# Augmenting Standard Algorithms to Improve Dementia Detection and Predictive Accuracy in Medicare Beneficiaries

**Authors:** Sara Knox, Janet Horn, Kit Simpson, Bethany Wolf

PMC · DOI: 10.1093/geroni/igaf122.4280 · 2025-12-31

## TL;DR

This study shows that adding medication and clinical criteria to standard algorithms improves dementia detection in Medicare beneficiaries, especially in ambiguous cases.

## Contribution

A novel ADRD phenotype incorporating medication and clinical criteria improves classification accuracy over standard claims-based algorithms.

## Key findings

- The novel model achieved an AUC of 0.906, outperforming the CCW model's AUC of 0.863.
- The novel model classified more individuals with uncertain status as ADRD-negative compared to the CCW model.
- Incorporating medication and clinical criteria enhances dementia classification in ambiguous cases.

## Abstract

Accurate identification of Alzheimer’s Disease and Related Dementias (ADRD) in Medicare populations is critical for research and care planning.

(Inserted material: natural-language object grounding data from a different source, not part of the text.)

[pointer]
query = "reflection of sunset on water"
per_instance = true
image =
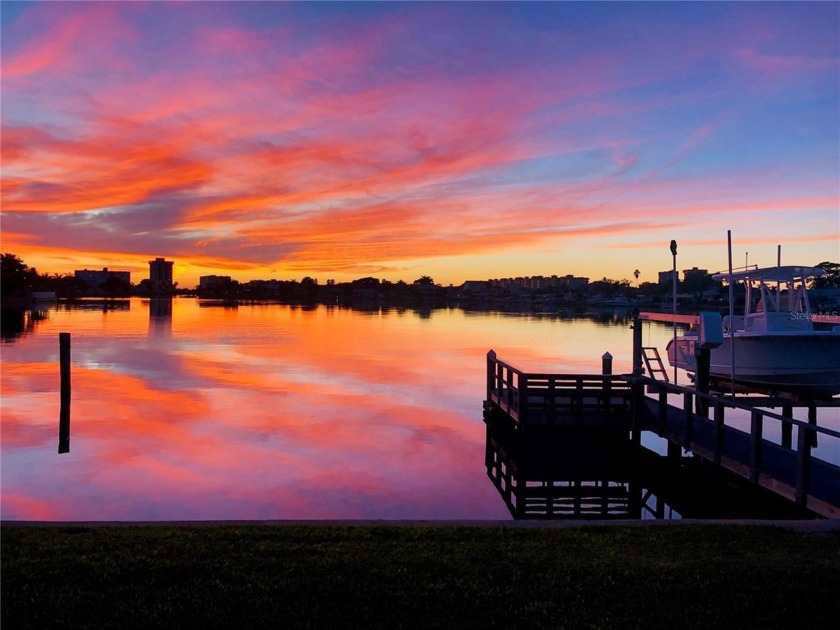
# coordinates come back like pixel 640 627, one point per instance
pixel 265 411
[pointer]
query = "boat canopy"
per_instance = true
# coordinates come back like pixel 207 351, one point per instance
pixel 773 274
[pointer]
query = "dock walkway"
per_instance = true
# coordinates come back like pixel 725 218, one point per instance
pixel 631 404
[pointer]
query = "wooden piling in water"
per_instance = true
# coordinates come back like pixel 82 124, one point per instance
pixel 64 412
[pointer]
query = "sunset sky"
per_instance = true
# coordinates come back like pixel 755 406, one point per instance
pixel 456 140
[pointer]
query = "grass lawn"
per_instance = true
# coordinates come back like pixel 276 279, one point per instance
pixel 390 576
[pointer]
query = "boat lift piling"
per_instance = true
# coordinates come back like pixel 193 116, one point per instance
pixel 604 407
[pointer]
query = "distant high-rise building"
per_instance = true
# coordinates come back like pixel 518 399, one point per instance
pixel 95 279
pixel 160 276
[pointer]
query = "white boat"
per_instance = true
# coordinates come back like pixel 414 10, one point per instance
pixel 776 347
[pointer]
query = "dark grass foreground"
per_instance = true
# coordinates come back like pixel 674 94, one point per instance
pixel 371 576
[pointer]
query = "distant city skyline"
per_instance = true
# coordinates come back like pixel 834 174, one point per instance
pixel 463 141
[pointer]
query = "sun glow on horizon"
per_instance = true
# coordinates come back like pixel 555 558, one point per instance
pixel 460 141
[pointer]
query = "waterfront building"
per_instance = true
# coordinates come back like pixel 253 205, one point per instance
pixel 160 276
pixel 95 278
pixel 213 281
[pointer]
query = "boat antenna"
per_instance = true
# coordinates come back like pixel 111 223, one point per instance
pixel 674 302
pixel 731 316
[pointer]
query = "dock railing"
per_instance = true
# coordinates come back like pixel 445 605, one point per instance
pixel 527 397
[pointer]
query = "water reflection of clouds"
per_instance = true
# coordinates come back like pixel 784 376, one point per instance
pixel 262 413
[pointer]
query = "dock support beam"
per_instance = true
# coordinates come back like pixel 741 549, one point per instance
pixel 637 344
pixel 704 362
pixel 64 412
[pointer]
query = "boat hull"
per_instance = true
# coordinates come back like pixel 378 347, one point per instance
pixel 807 364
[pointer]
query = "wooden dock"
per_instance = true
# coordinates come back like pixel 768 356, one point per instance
pixel 629 404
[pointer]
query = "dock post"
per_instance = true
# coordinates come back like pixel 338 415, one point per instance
pixel 637 344
pixel 64 412
pixel 606 363
pixel 491 373
pixel 704 361
pixel 787 427
pixel 606 371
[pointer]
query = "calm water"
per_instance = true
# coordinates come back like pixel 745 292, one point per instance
pixel 272 412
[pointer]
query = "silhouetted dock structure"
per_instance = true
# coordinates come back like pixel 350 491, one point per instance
pixel 606 408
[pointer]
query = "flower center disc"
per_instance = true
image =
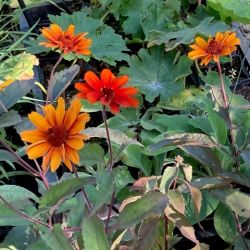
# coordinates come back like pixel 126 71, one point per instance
pixel 107 92
pixel 214 48
pixel 57 136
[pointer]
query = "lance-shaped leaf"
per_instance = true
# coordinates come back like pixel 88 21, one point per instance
pixel 151 204
pixel 239 202
pixel 162 77
pixel 60 81
pixel 63 189
pixel 94 235
pixel 11 94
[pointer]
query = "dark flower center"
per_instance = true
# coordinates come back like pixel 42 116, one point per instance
pixel 214 48
pixel 57 136
pixel 107 92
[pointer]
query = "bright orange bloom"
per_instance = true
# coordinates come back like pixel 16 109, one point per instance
pixel 108 90
pixel 222 44
pixel 57 135
pixel 66 41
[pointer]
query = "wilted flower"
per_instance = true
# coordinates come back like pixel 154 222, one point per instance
pixel 57 135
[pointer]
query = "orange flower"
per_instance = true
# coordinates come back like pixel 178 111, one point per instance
pixel 57 135
pixel 222 44
pixel 66 41
pixel 108 90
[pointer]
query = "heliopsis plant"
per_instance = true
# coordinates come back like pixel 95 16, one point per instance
pixel 109 90
pixel 57 137
pixel 66 41
pixel 223 44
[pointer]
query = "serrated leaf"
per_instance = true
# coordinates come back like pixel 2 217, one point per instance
pixel 60 81
pixel 186 36
pixel 151 204
pixel 94 235
pixel 11 94
pixel 225 224
pixel 163 77
pixel 63 189
pixel 115 135
pixel 9 118
pixel 232 10
pixel 56 239
pixel 238 201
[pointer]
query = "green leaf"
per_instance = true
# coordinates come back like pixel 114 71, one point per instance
pixel 62 190
pixel 56 239
pixel 9 119
pixel 232 10
pixel 224 223
pixel 134 157
pixel 208 205
pixel 169 175
pixel 115 135
pixel 94 235
pixel 162 77
pixel 14 92
pixel 236 200
pixel 60 81
pixel 185 36
pixel 151 204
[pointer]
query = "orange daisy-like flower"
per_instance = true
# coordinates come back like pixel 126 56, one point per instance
pixel 222 44
pixel 108 90
pixel 57 135
pixel 66 41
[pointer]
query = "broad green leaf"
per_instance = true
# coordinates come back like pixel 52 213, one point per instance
pixel 6 156
pixel 208 205
pixel 60 81
pixel 107 45
pixel 162 77
pixel 9 118
pixel 94 235
pixel 134 157
pixel 173 39
pixel 62 190
pixel 151 204
pixel 115 135
pixel 238 201
pixel 225 224
pixel 169 175
pixel 92 154
pixel 11 94
pixel 232 10
pixel 56 239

This study evaluated whether incorporating medication use and clinical diagnostic criteria into a digital phenotype could improve ADRD ascertainment over the standard CMS Chronic Conditions Warehouse (CCW) algorithm, which relies solely on diagnosis codes. Using data from 205,856 Medicare beneficiaries receiving home health services, we developed two predictive models: one based on the CCW phenotype and a novel ADRD (novel) phenotype based on clinical diagnostic criteria that categorizes individuals as ADRD-positive, ADRD-negative, or uncertain. Individuals with uncertain ADRD status were excluded during model training but analyzed later. Both models incorporated demographic variables, healthcare utilization, psychiatric symptoms, cognitive function, and prescription patterns. Data imputation and stacked elastic net regression were used to develop parsimonious models. Model performance was evaluated using AUC, sensitivity, specificity, and predictive values on an independent test set. The CCW model achieved an AUC of 0.863 for predicting its phenotype, while the novel model achieved an AUC of 0.906 for its respective phenotype. When applied to individuals with uncertain ADRD status, model predictions differed, with the novel model classifying more individuals as ADRD-negative than the CCW model. Overall, our findings suggest that augmenting standard claims-based algorithms with medication and clinical diagnostic criteria improves ADRD classification, particularly in cases where diagnosis is ambiguous. The novel model may offer a more conservative and specific approach to dementia identification, enhancing population-level research and targeted interventions.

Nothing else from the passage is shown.